According to today’s Telegraph newspaper, no-fault evictions are on their way out. As we deal with a small amount of Illegal evictions every month – usually in London – our experience is that the basis for the high court writ eviction is usually non-payment of rent. When this happens, the landlord relies on the current legislation to enable a claim to be issued for possession leading to a possession order being made. Both parties should follow Landlord-Tenant Law. Once the possession order is made it can take up months to obtain a date for an eviction notice from the local county court.
Rights and Duties of Landlords and Tenants:
Landlords are learning that they can shorten the time to get back possession if they can persuade a District Judge in the county court to allow the possession order to be transferred to the High Court for enforcement. In asking for such an order the landlord will have to be ready to provide reasons, including financial insight on the cost of delaying eviction crisis.
The tenor of the Telegraph’s article suggests that landlords are getting eviction report too soon, or on the wrong basis. This cannot be right. Landlords have to obtain a possession order to even contemplate an eviction moratorium happening and we are confident most of the landlords we encounter would have preferred not to take this drastic step.
All a landlord usually wants is the rent paid on time. Private landlords may well be financing their property from funding which needs to be paid, and they use the rent to discharge their own obligations. If that chain of funds is broken by a tenant refusing or unable to pay it creates a problem that the landlord must deal with.
We are also not sure that a picture of Mrs May standing in front of an EU flag looking stern is quite the right picture for this article, which is surprising as the Telegraph is usually good at capturing the spirt of a situation with its imagery.
Instead this story paints a picture of a Government who is pushing the blame of eviction on to the private rental market when in fact it is legislation which is lacking, and which is causing landlords to apply for possession orders rather too quickly for the Government’s liking. The fact that a landlord can then seek to transfer to the High Court for enforcement is also probably not what the Government wants to see because it creates issues re-housing eviction of tenant. We suspect the Government through its local authority framework is under pressure to put the brakes on having to find homes for the people who are made homeless by the high court eviction process.
Over the years our CEO, Claire Sandbrook, has argued for “joined up thinking” on the entire topic of possession orders leading to Writs of Possession. As it is the entire issue of aligning possession orders is finally in front of the Civil Procedure Rules Committee and a consultation paper has been issued.
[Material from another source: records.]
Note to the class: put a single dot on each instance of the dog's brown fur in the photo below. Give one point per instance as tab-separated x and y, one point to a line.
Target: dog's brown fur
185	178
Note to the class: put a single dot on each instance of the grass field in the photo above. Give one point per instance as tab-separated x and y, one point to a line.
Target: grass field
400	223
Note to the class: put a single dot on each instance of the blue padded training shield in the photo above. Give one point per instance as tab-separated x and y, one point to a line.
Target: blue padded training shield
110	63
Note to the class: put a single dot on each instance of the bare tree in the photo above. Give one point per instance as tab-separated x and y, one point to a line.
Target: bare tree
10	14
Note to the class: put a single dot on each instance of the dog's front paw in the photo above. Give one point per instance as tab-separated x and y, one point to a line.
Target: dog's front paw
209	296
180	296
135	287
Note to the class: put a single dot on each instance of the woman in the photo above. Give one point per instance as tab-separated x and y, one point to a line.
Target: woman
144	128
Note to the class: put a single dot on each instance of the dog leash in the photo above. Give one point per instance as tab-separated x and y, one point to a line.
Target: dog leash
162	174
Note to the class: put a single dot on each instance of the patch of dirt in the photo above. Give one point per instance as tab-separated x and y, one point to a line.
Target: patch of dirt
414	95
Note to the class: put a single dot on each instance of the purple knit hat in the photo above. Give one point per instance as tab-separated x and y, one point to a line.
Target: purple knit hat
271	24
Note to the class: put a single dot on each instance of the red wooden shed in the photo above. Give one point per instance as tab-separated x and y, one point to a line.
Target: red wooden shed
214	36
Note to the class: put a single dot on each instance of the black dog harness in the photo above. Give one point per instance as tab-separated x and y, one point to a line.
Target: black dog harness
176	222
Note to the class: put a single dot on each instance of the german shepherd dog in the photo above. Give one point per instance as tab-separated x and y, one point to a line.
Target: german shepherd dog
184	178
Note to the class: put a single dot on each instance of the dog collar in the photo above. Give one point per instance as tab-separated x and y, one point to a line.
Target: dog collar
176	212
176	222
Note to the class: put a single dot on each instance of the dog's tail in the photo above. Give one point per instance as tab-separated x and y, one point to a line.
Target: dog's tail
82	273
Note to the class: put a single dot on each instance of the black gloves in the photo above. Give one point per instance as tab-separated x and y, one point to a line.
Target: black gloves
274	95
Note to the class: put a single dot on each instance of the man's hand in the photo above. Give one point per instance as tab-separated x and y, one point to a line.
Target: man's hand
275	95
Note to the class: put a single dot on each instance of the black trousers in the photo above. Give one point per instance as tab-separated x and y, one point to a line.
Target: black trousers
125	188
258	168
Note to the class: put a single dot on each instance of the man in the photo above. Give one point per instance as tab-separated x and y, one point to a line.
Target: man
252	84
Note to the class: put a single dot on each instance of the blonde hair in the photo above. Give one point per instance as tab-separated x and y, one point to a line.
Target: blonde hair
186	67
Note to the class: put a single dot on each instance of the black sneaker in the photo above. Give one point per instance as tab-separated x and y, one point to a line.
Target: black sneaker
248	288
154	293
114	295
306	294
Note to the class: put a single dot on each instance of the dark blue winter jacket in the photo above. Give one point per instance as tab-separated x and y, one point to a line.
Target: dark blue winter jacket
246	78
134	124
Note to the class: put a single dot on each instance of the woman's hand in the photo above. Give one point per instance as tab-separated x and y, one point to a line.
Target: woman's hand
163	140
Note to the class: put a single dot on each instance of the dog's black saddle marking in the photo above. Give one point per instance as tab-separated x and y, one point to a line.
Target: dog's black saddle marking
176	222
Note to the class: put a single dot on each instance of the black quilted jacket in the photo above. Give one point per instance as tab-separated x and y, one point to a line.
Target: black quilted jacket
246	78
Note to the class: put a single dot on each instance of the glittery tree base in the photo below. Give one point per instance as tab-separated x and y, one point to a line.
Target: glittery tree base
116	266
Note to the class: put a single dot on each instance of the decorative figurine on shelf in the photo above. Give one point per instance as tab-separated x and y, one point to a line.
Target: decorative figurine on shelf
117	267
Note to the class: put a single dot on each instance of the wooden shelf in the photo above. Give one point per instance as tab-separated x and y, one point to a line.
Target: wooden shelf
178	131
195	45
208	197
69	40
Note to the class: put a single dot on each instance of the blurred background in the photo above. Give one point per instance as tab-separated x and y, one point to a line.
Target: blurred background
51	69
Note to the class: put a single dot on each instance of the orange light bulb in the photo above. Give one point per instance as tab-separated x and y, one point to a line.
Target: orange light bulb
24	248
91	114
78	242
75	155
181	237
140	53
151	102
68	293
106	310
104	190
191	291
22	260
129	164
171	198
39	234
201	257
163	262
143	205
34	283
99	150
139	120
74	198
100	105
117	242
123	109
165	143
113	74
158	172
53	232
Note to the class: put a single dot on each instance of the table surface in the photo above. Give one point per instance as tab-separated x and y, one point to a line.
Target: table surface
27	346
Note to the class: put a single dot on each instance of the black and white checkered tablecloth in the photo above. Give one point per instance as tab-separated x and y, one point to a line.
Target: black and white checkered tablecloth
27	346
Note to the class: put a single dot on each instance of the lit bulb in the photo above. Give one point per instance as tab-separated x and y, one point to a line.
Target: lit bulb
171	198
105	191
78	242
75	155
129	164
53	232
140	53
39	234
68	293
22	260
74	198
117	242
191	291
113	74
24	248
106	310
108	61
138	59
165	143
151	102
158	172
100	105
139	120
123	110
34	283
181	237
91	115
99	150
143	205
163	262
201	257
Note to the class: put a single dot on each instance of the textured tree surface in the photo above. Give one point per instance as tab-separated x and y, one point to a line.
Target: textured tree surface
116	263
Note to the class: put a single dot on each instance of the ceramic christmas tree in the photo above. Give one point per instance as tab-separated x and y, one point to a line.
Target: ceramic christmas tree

We liked what Lord Justice Coulson had to say in his foreword to the consultation paper which reads “The CPRC recognizes that there is a balance to be struck; for example, on the one hand there may be a landlord who is owed several month’s unpaid rent and who may also be in debt as a result of the rent arrears, and on the other hand tenants or other occupiers who ought to know if and when they are to be evicted to enable them to make other provision or make their own representations to the court. All parties should be treated fairly and with respect.”
Shergroup will be responding to the consultation paper and we encourage you to do the same if you want to share your experience of the court system of eviction law and the impact it has had on your life from your particular vantage point. For us, we think it ridiculous that the county court bailiff system attempts to handle thousands of high court eviction order each year, when the High Court system of enforcement could be utilized to take some, or all, of the load. Whatever the outcome of the claim for possession, an order will still need to be enforced and we believe the current consultation is long overdue in addressing the confusion caused by a two-tier eviction system.